ADAMH levy would support mental health services

By Christine Bryant
Staff Writer

Franklin County voters will decide this fall whether to approve a tax levy that will help fund drug and mental health services in the community.

The 5-year, 2.85 mill Alcohol, Drug and Mental Health Board of Franklin County (ADAMH) levy includes a renewal of the current 2.2 mill property tax levy that expires in December 2021. It also includes a .65 mill increase, with collection beginning in 2022.

The need for drug and mental health services has never been greater, says Mackenzie Betts, senior community relations manager with ADAMH.

More than 71 percent of ADAMH resources come from the current 2.2 mill property tax levy that is set to expire next year. The levy millage for ADAMH has not increased in nearly 30 years, while the number of people seeking help has grown dramatically, rising 72 percent since 2014.

On top of this, ADAMH is projecting a $14 million operating deficit due to the rising need for mental health services and the current opioid epidemic.

“ADAMH partners work with more than 30 non-profit agencies to provide behavioral health services to the community in the areas of treatment, crisis, housing, prevention, recovery support and family support,” Betts said. “In 2019, ADAMH and its partners served more than 135,000 people.”
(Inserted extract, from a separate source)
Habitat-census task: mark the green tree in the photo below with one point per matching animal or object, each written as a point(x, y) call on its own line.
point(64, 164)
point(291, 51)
Approximately 85 percent of the new millage will be initially designated to maintain current service levels, she said.

“Potential new investments include enhanced investments in school-based prevention and suicide prevention, additional addiction treatment programs and a new crisis center,” Betts said.

Other new investments will be based on a community needs assessment currently being conducted, she said.

Referred to as Issue 24 on the November ballot, the levy would cost homeowners in Franklin County an additional $1.90 per month, or $22.75 per year, per $100,000 home property value, if passed.

The funds are critically important, Betts says, especially as Franklin County is projected to grow by nearly 8% over the next 10 years – a potential of more than 100,000 new residents.

Approximately 85 percent of individuals who receive support from ADAMH live below the federal poverty level.

“In addition to providing mental health and addiction treatment services to individuals who may not have private health insurance, Medicaid or Medicare coverage, ADAMH supports services that are available to any Franklin County resident,” Betts said.

These include crisis services such as the 24/7 Adult Crisis Line through Netcare, the 24/7 Youth Crisis Line through Nationwide Children’s Hospital and the Suicide Prevention hotline through North Central Mental Health.

ADAMH also funds prevention services in every public school district in Franklin County. These services teach youth the risks of substance use and connect at-risk students with ongoing mental health treatment before a crisis emerges.

According to ADAMH, suicide deaths in Ohio have increased by 45 percent over the last decade.

The organization also has been working to reduce stigma and disparate treatment for African Americans and people of color, Betts said.

“National data suggests that minority populations are often misdiagnosed, over-medicated and over-hospitalized that often costs systems of care more money,” she said.

The community needs assessment the organization has launched includes a component that analyzes racial disparities and inequities. ADAMH is also working to retain a more diverse workforce within the behavioral health field, she says.

“ADAMH will continue to develop, promote and support cultural initiatives within the ADAMH system of care and provide cultural competency training for ADAMH provider staff,” Betts said. “ADAMH funds a number of programs to address these important aspects of how services are provided to minority residents, including immigrants and refugees, in our community.”